The efficiency and safety of modified messenger RNA (modRNA) delivery into the heart using lipid nanoparticles (LNPs) remain undetermined. We previously demonstrated that modRNA encapsulated in C12-200 LNPs outperforms current state-of-the-art intramyocardial modRNA delivery methods. Surprisingly, C12-200 LNPs triggered robust local immune cell activation 5 days post-injection, which was not evident on day 1. To investigate whether this immune response is driven by LNP composition or modRNA transfection efficiency, we systematically compared cardiac transfection efficiency, off-target biodistribution, and immunogenicity of modRNA formulated with clinically validated LNPs from Onpattro, BNT162b2/Comirnaty, and mRNA-1273/Spikevax. All tested formulations outperformed C12-200 in cardiac delivery, with mRNA-1273 and Onpattro showing markedly reduced off-target accumulation in the liver and spleen. Histopathological analysis revealed formulation-dependent immune cell infiltration, most pronounced with C12-200. C12-200 significantly elevated cytokine levels in both serum and heart tissue, whereas Onpattro increased cytokine levels mainly locally.

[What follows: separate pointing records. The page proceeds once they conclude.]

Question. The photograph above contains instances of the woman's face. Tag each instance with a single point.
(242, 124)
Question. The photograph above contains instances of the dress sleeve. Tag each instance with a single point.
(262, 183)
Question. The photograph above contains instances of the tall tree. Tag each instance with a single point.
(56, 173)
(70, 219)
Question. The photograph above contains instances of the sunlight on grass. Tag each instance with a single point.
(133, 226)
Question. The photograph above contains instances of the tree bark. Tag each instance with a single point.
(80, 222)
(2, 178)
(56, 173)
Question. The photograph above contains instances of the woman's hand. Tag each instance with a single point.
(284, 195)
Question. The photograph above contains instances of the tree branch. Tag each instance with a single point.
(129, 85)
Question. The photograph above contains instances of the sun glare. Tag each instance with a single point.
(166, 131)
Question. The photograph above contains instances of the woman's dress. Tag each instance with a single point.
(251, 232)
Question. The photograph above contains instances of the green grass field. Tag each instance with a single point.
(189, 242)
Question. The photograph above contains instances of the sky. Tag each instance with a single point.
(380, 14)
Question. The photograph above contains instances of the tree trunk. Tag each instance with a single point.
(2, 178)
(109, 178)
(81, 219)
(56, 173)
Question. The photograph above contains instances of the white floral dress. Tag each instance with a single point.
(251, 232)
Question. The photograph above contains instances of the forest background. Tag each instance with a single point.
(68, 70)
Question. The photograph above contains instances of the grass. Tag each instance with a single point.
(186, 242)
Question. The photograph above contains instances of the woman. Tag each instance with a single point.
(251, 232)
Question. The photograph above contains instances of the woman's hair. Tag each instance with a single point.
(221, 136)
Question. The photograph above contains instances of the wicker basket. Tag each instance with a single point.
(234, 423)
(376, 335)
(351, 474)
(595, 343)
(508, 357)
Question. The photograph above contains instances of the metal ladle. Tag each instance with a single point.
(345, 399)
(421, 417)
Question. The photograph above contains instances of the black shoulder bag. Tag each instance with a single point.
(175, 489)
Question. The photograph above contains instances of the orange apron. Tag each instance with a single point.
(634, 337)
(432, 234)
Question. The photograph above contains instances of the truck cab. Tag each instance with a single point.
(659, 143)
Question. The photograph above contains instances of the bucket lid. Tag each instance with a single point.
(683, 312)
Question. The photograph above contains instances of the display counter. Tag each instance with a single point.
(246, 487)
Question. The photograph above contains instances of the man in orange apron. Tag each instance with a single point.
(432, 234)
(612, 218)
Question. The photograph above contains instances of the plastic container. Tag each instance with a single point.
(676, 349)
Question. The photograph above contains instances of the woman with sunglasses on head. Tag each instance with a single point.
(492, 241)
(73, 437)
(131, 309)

In contrast, cytokine levels in animals treated with BNT162b2 and mRNA-1273 were comparable to those in PBS-treated controls. Importantly, cardiac transfection efficiency did not correlate with cytokine induction or histopathological changes, indicating that LNP-driven immunogenicity is independent of transfection efficacy. These findings provide a foundation for refining LNP formulations to optimize cardiac modRNA delivery while minimizing immune-related adverse effects.